Expert Steven Joffe Parents of kids with cancer seem to face hardships in giving consent for participation in scientific investigations, or at least the following piece of information suggests so. A latest study commenced by the Dana-Farber / Children’s Hospital Cancer Center suggests that as compared to adult cancer patients, parents of children with cancer are more likely to be dissatisfied with the informed consent process for participating in clinical trials. It was affirmed that parents agreed to their children’s enrollment in treatment trials because they feel hurried in making the decision.

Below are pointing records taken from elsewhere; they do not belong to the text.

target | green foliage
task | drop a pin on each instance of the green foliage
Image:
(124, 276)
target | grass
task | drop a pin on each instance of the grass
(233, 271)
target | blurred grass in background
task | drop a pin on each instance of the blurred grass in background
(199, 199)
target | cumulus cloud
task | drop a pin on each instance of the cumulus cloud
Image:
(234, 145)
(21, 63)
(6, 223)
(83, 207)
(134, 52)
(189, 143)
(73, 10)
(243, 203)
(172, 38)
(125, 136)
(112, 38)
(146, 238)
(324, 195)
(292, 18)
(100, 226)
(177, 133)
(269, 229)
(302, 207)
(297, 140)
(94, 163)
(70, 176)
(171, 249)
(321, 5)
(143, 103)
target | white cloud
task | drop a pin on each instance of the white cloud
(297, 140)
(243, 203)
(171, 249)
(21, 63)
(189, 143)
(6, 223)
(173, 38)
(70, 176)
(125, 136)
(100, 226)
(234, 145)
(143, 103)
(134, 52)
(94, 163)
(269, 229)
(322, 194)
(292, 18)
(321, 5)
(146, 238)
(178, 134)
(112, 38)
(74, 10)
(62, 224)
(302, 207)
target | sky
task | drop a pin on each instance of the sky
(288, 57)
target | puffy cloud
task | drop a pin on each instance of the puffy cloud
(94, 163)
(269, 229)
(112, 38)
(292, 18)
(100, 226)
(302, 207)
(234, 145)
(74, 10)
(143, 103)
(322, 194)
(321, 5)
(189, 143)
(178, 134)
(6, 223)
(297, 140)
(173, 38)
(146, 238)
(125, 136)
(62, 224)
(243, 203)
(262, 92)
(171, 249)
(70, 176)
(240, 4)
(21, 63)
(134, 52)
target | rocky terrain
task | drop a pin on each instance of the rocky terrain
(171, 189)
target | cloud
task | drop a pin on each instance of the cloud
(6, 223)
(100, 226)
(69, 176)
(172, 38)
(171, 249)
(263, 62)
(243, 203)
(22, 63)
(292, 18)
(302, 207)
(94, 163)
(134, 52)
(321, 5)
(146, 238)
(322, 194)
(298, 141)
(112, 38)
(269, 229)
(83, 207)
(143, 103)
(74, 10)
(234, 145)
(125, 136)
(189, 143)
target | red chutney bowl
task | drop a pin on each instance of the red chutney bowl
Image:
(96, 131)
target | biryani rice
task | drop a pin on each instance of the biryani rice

Parents of such kids were probably less well-informed about the clinical trial protocols than adult patients. But tests conducted asserted that the issues were understood equally well by both. Two weeks after the clinical trail 47 parents and 204 trial participants were subjected to questionnaires. Having scrutinized the achieved data, it appeared that only 64 percent of parents felt they had enough time to learn about the trial, than 87 percent of adults. 79 percent parents and 93 percent adults claimed that they were less likely of having sufficient opportunity to ask questions. While questioning about information of the trails, 79.5 percent parents of children with cancer and 87.8 percent adult patients affirmed them to be less knowledgeable.

Steven Joffe, MD, MPH, an ethicist and pediatric hematologist/oncologist at Dana-Farber/Children’s Hospital Cancer Center and the senior author, said, “Often they were in the hospital and their parents had known about the diagnosis only for a day or two, and they had to make urgent decisions at a time of tremendous shock and emotional upheaval. The parents were often overwhelmed and it made them feel less certain they understood the information they were given about the trial.”

Experts believe that adult patients have solid tumors and live with their disease for a long time. The trail was most probably provided to the adult patients reporting a relapse or disease progression. Approximately three-quarters of the pediatric patients registered a new diagnosis of cancer mostly a blood malignancy like leukemia.

The study was presented at the 42nd Congress of the International Society of Paediatric Oncology (SIOP) in Boston on Saturday, October 23.